Он увидел, что Буер смутился, и в тот же миг услышал, как капает кран над раковиной в дальнем конце комнаты — звук, вернувший ему ощущения юности.
Буер надел очки, взял лист бумаги, будто там были написаны слова, которые он должен был сказать, откашлялся и произнес:
— Ты умрешь.
Старик предпочел бы услышать: «Вы умрете».
Он остановился возле какой-то компании и услышал звуки гитары и песню. Песню, которая старше их всех. А он слышал ее раньше — четверть века назад, но для него это словно вчера. И так бывало со всем: чем раньше что-то было, тем отчетливее и ближе оно теперь казалось. Сейчас он мог вспомнить то, о чем не вспоминал многие годы, а может, не вспоминал никогда. То, о чем он писал в своих дневниках со времен войны, теперь возникало перед ним, будто кадры из фильма, стоило ему лишь закрыть глаза.
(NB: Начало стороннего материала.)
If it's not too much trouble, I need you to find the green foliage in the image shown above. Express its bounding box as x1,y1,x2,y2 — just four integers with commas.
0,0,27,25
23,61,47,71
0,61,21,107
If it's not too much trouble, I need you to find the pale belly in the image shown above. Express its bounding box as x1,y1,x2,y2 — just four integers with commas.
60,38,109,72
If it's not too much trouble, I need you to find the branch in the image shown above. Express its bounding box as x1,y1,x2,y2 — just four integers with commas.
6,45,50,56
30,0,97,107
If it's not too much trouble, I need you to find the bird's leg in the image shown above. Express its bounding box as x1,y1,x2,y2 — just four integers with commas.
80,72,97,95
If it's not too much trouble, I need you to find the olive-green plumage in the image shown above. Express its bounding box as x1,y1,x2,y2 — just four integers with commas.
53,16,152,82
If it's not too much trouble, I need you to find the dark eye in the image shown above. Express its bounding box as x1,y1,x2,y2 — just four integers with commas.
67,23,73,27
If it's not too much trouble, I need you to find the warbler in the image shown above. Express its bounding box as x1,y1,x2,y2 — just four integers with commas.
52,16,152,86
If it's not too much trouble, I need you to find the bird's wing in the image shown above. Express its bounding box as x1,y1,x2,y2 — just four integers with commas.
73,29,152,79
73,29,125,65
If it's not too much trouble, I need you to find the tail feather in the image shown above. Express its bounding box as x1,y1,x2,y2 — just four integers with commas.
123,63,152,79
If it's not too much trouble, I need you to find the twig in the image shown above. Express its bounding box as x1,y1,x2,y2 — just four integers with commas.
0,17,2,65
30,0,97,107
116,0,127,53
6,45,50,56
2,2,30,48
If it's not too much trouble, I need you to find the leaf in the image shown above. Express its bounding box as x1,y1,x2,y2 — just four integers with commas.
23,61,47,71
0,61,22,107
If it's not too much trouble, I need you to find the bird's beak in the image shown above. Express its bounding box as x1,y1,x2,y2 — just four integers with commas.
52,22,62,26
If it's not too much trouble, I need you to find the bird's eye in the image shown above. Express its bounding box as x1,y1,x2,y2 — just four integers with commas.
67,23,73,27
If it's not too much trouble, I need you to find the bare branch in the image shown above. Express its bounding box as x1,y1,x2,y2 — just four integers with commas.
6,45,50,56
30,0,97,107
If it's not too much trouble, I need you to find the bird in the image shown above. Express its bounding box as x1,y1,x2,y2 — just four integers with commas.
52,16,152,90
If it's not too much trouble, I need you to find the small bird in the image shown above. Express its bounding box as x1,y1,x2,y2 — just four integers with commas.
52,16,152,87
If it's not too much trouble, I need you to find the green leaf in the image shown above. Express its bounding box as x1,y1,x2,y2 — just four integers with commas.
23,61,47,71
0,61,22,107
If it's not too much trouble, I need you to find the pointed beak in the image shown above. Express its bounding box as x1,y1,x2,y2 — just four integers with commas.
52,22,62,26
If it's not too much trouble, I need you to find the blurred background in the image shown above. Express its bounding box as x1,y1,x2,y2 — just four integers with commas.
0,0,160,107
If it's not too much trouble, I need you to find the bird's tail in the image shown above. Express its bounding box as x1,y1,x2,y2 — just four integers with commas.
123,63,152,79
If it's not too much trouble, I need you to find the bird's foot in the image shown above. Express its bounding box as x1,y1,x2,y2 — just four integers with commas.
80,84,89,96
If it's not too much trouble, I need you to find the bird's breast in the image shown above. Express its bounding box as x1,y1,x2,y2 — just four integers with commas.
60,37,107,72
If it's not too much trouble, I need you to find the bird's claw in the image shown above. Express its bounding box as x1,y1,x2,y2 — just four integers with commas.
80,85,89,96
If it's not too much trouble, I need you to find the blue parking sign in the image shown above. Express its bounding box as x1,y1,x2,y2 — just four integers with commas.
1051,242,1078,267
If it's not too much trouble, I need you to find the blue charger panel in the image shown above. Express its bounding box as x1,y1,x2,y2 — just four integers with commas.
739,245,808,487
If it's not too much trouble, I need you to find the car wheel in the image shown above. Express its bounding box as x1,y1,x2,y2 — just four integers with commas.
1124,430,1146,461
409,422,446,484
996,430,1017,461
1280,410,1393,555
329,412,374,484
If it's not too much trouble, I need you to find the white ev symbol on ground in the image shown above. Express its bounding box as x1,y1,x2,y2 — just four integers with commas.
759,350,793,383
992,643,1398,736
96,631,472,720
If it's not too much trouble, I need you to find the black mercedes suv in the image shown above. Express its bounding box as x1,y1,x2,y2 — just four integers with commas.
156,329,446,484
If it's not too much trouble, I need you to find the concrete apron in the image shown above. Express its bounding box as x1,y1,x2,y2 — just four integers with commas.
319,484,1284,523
«Во всяком случае, год у вас есть».
Одна весна и одно лето. Он мог различить каждый золотой лист на деревьях Студенческого парка, словно на нем были новые очки, сильнее прежних. Те же деревья стояли здесь в сорок пятом. А может, нет? Тогда они не были так отчетливо видны. Все тогда было будто в дымке. Улыбающиеся лица, безумные лица, крики, которые тогда едва долетали до него, неприкрытая дверь автомобиля… Может, тогда у него на глазах были слезы, потому что когда он вспоминал флаги, с которыми люди бежали по тротуарам, они представлялись ему расплывчатыми красными пятнами. Люди кричали: «Наследник вернулся!»
Он обошел вокруг Дворца и увидел группу людей, пришедших посмотреть на смену караула. Со стороны бледно-желтого фасада слышалось эхо команд, клацанье винтовок и чеканный стук сапог. Гудели видеокамеры, он услышал несколько слов по-немецки. Молодая японская парочка стояла в обнимку и с легкой усмешкой смотрела это представление.
Он закрыл глаза и попытался почувствовать запах военной формы и ружейного масла. Вздор, это совсем не похоже на запах войны, который ему так знаком!
Он снова открыл глаза. Что они понимали, мальчики в черной униформе, парадные фигуры социалистической монархии, когда исполняли все эти церемонии. Они были слишком наивны, чтобы понять, и слишком молоды, чтобы прочувствовать все это. Он вспомнил тот день и тех норвежских ребят в военной форме, или, как они тогда говорили, в «шведской униформе». Тогда это напоминало ему игру в солдатики. Они не знали, зачем нужна форма, и еще меньше представляли себе, как обращаться с военнопленными. Пугливые и жестокие, с цигарками во рту, в лихо надетых набекрень фуражках, вцепившись в недавно выданные винтовки, они пытались преодолеть страх, молотя прикладами в спины арестантам.
«Нацистская сволочь», — говорили они при каждом ударе, будто в оправдание собственным грехам.
Он с наслаждением вдохнул теплый осенний воздух, но тут же почувствовал боль. Он покачнулся и сделал шаг назад. Отек легких. Через двенадцать месяцев самое позднее у него начнется отек легких. А это, говорят, самое страшное.
«Ты умрешь».
Он зашелся кашлем, таким жутким, что те, кто был рядом с ним, отшатнулись.